The violence, documented by videos circulating on social media has spread existential anxiety within the community, which fears suffering the same fate as the Alawites. Each person interviewed knows someone who died, was injured, went missing, or took part in the fighting. Concern is particularly widespread among Druze students in Damascus, Homs, or even Latakia after sectarian chants and threats were made against them within universities and dorms. “I went to demonstrate in Umayyad Square when the regime fell. It seems a long time ago,” sighs the 29-years-old doctor. She works at al-Mujtahed Hospital in Damascus.
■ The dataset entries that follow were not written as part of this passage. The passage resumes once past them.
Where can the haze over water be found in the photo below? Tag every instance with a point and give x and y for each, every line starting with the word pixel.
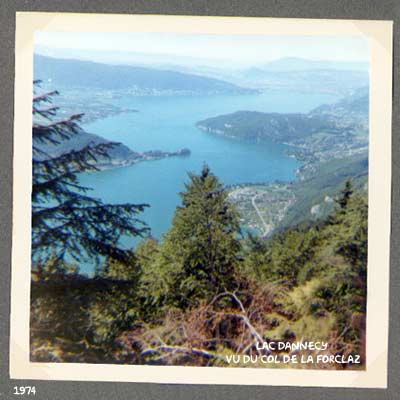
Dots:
pixel 168 123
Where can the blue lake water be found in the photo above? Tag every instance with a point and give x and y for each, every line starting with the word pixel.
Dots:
pixel 168 123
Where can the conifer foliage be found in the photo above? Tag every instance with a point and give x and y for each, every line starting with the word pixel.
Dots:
pixel 66 221
pixel 201 249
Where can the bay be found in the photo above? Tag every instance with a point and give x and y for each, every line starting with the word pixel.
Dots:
pixel 167 123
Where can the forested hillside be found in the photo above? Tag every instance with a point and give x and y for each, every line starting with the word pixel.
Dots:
pixel 205 292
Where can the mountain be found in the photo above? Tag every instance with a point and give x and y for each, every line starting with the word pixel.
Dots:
pixel 259 126
pixel 86 74
pixel 348 115
pixel 119 155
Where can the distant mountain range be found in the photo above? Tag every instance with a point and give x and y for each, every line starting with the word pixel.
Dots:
pixel 350 113
pixel 136 80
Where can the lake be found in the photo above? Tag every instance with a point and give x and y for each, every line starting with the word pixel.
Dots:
pixel 168 123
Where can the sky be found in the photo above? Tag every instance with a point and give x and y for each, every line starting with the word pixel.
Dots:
pixel 249 49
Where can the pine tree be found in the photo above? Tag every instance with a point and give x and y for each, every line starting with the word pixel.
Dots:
pixel 66 222
pixel 199 254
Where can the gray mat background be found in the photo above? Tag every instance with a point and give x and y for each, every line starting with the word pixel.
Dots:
pixel 344 9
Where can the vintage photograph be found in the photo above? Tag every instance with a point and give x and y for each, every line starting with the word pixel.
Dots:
pixel 199 198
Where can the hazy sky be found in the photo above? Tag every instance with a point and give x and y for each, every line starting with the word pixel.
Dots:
pixel 242 49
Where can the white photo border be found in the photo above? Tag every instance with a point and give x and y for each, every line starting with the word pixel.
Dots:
pixel 379 35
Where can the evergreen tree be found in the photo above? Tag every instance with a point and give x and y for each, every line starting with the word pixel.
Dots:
pixel 66 222
pixel 198 258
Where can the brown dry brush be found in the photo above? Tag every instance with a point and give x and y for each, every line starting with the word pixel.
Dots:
pixel 231 323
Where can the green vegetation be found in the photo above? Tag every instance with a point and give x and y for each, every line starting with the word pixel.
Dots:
pixel 205 292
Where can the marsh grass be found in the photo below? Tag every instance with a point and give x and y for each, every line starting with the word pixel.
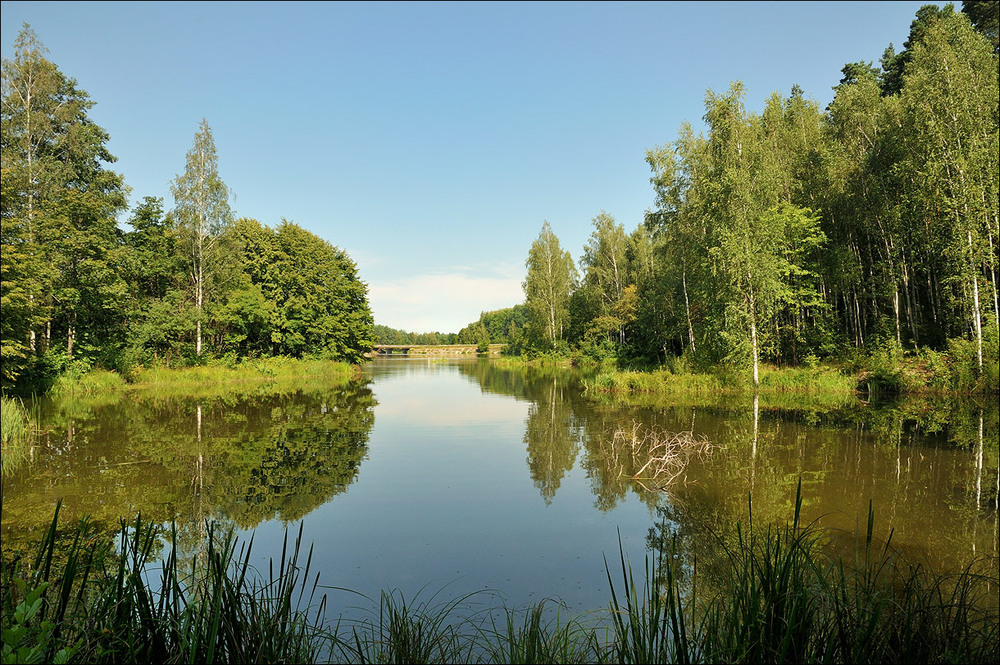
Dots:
pixel 782 599
pixel 773 380
pixel 92 602
pixel 781 595
pixel 17 434
pixel 90 382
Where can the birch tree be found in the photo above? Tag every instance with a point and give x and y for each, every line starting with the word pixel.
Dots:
pixel 201 207
pixel 547 287
pixel 950 98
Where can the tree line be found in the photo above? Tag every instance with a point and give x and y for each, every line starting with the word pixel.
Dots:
pixel 797 233
pixel 183 285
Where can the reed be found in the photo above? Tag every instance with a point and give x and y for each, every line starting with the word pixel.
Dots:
pixel 90 382
pixel 93 602
pixel 17 434
pixel 782 596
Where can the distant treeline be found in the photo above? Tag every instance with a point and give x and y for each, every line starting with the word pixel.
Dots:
pixel 497 327
pixel 798 234
pixel 183 286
She doesn’t know if she’ll be safer in Sweida, but, she says, “at least I’ll be with my family.”
“I saw it with my own eyes four days ago,” she continues, lowering her voice. “Nine wounded from Sehnaya arrived at the ER. I tried to bring them food. General Security stopped me, asked for my name. A friend told me they mocked the men because they were Druze. Doctors were also ordered not to perform cardiac massage on an injured man, who subsequently died.”
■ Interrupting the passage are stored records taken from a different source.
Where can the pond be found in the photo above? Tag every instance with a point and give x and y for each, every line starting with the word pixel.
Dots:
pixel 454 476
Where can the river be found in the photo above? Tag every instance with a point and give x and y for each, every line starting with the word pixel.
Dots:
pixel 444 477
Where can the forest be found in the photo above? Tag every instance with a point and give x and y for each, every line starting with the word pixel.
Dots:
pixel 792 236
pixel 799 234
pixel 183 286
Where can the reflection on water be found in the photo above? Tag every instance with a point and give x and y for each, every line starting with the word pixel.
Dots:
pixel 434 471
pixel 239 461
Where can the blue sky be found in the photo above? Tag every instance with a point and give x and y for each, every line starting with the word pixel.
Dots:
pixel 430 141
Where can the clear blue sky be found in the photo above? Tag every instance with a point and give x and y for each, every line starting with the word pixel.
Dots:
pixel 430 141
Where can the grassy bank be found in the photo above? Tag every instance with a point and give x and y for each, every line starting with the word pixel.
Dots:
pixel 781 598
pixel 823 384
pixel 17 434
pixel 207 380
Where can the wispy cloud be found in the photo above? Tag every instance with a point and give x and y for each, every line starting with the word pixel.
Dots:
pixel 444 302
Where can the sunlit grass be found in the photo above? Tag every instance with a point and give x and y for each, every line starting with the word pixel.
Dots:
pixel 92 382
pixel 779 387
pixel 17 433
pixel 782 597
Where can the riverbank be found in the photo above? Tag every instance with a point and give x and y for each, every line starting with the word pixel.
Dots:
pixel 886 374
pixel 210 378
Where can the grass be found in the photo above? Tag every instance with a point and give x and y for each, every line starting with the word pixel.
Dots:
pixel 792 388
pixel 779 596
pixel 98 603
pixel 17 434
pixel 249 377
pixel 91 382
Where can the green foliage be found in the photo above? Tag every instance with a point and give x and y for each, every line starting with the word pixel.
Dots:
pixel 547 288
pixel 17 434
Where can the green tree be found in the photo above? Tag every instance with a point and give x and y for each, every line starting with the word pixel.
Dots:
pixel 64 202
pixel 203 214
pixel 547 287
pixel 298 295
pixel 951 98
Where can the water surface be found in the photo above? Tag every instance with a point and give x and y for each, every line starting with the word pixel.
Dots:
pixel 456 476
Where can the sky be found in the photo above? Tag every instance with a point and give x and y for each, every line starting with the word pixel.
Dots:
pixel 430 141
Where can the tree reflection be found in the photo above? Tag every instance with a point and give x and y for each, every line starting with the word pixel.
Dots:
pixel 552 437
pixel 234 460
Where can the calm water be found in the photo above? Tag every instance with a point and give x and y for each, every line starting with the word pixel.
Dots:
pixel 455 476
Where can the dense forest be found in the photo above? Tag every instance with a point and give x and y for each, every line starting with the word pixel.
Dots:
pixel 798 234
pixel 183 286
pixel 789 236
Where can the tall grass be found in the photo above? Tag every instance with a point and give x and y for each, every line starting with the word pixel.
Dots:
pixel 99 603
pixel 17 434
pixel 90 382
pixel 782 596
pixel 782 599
At a checkpoint, the bus halts. Sandra looks out nervously at the men from the General Security standing outside. “I don’t trust them. But not all of them are the same. Some told others to back off when they asked about my name. And not all Sunnis are radicals, far from that. Friends from their community helped me get leave from the hospital.”
Another woman, standing nearby, overhears. “You work at al-Mujtahed? My grandfather was injured in Sehnaya last Thursday. We heard he was taken there. But when we came to see him, General Security turned us away. Later we were told he was moved to Daraya for questioning. No news since. It’s been four days. He’s 75 years old.”
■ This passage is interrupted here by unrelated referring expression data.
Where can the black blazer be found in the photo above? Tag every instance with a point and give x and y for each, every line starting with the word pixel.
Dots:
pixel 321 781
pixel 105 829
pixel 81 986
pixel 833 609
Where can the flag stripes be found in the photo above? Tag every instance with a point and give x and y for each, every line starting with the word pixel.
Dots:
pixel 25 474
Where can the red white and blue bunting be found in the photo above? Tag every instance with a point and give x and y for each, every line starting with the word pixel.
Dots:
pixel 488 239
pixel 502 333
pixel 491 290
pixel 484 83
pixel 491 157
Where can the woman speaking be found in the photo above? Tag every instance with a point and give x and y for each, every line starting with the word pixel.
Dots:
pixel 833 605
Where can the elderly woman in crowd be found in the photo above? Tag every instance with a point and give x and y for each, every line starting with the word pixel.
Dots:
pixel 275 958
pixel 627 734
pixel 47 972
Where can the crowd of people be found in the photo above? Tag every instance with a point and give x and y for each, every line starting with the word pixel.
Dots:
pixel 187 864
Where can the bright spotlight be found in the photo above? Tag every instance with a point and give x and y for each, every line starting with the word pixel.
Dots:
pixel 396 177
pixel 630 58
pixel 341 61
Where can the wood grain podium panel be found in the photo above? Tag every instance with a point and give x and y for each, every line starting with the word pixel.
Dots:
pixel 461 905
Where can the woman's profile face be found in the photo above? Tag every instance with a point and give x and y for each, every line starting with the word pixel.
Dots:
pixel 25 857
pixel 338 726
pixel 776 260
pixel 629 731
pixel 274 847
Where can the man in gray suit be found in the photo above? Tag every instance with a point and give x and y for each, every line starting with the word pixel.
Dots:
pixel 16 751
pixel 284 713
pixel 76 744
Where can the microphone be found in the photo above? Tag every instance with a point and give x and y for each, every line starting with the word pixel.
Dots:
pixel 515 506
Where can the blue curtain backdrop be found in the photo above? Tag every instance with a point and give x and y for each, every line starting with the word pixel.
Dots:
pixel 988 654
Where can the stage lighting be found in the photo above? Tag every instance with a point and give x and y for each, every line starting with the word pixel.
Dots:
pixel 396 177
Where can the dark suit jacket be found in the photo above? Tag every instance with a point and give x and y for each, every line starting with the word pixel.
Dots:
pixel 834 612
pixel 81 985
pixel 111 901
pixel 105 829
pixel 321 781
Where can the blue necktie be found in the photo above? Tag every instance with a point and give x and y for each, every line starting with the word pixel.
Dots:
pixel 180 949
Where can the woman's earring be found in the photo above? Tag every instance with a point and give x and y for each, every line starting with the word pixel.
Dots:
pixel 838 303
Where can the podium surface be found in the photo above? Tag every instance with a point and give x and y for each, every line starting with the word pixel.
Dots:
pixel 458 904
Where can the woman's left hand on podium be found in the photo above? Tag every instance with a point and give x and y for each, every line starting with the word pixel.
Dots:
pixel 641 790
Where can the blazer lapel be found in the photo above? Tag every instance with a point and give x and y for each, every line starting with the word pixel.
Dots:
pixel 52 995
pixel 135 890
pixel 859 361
This wave of sectarian violence is more than reactionary. It reflects long-simmering grievances—land disputes, cycles of revenge, and the deep fragmentation of post-war Syria. Sami Warde*, a 27-year-old activist from Jaramana, is trying to document the violence with a group of friends. “During the civil war, 300 men from our town joined the Shabiha militias. They fought in al-Malihah in 2014.” The recent attackers came from there. “Some Hezbollah fighters were also based in Jaramana, and participated in massacres”. Some alliances formed in the civil war and local conflicts are shaping today’s chaos.
Quiet Horror on the Coast
In Homs and along the coastal provinces—home to Syria’s Alawite minority—the sense of threat is just as palpable, though less visible now. On March 6, former regime loyalists attacked government forces, sparking massacres that killed 1,334 people, according to the Syrian Network for Human Rights. Since then, the violence has continued under the radar.
One troubling trend: the kidnapping of Alawite women. The Civil Peace Group, an NGO formed after Assad’s fall, has recorded 72 cases since January in eastern Syria alone.
Ali Hassan hasn’t heard from his sister since April 13. “Batoul was on a bus to Safita. She was texting her husband, checking on their son. Then silence after 4 p.m.” The last photo of her shows her smiling, eyes lined in kohl. Her fate is unknown. “We went to the police, contacted people we know in General Security—nothing,” says Hassan.
He doesn’t directly accuse the authorities, but their failure speaks volumes. “They’re not in control. They don’t have the numbers, the capacity. If justice had been applied from the beginning, none of this would be happening.”
Calls for transitional justice grow louder. Victims, activists, and civil society figures argue it’s the only way to break Syria’s cycles of vengeance. But the authorities remain silent. After the March massacres, they promised an investigative commission. The report was due in a month. It’s already been delayed two.
This fuels a sense of injustice, as Syria emerges bloodless from 14 years of civil war.